• Case ref:
  • Date:
    May 2013
  • Body:
    Scottish Prison Service
  • Sector(s):
  • Subject:
    behaviour related programmes (including access to)
  • Outcome:
    Not upheld, no recommendations


Mr C, who is a prisoner, complained that he was unreasonably denied access to offending behaviour programmes that he had been identified for. Mr C is serving a life sentence and the punishment part of his sentence expires in late 2017. Mr C said that the earliest that he could hope to progress to less secure prison conditions was late 2013, but that he would be unable to progress because he had not been given access to the relevant offending behaviour programmes.

The prison told us that life sentence prisoners' entry onto the programme Mr C was waiting to access is prioritised by the expiry date of the punishment part of their sentence. In Mr C's case, this was more than four years away. In addition, Scottish Prison Service guidance on the management of life sentence prisoners describes a four year 'preparation for release' phase, and this can start no more than four years before the expiry of the punishment element of the sentence. The guidance, however, confirms that the four year release phase describes the best case scenario and that other factors can affect the timing of this. One of those factors is a prisoner's participation in offending behaviour programmes.
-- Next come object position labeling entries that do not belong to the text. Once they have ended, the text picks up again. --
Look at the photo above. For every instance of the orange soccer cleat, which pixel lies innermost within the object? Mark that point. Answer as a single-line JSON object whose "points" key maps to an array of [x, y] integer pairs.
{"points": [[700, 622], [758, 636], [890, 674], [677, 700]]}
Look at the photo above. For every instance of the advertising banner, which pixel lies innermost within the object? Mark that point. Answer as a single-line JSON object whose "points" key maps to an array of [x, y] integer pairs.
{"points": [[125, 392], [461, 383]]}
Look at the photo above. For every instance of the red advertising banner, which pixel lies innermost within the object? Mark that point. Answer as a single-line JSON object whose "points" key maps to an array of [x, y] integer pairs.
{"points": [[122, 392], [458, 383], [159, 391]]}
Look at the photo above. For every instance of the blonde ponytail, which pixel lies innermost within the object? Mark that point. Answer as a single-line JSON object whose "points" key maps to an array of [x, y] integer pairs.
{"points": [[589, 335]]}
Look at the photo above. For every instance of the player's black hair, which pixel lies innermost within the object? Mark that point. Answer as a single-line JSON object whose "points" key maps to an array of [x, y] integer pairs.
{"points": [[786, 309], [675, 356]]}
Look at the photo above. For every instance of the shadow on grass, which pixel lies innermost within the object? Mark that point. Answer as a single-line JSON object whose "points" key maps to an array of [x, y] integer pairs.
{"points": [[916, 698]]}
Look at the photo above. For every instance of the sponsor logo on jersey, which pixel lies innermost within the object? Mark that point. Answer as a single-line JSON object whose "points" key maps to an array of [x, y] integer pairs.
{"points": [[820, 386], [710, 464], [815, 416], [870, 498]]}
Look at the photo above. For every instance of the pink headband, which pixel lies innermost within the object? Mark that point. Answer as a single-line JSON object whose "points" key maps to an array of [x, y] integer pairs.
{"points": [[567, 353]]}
In addition, the guidance says that, following the expiry of the punishment element of the sentence, Scottish Ministers would not necessarily insist that a life sentence prisoner complete the full four year release phase.

We were satisfied the prison were prioritising Mr C's access to his identified programmes in line with the relevant policy and it was clear there was still enough time remaining for him to access the programmes. Because of that, we did not uphold his complaint.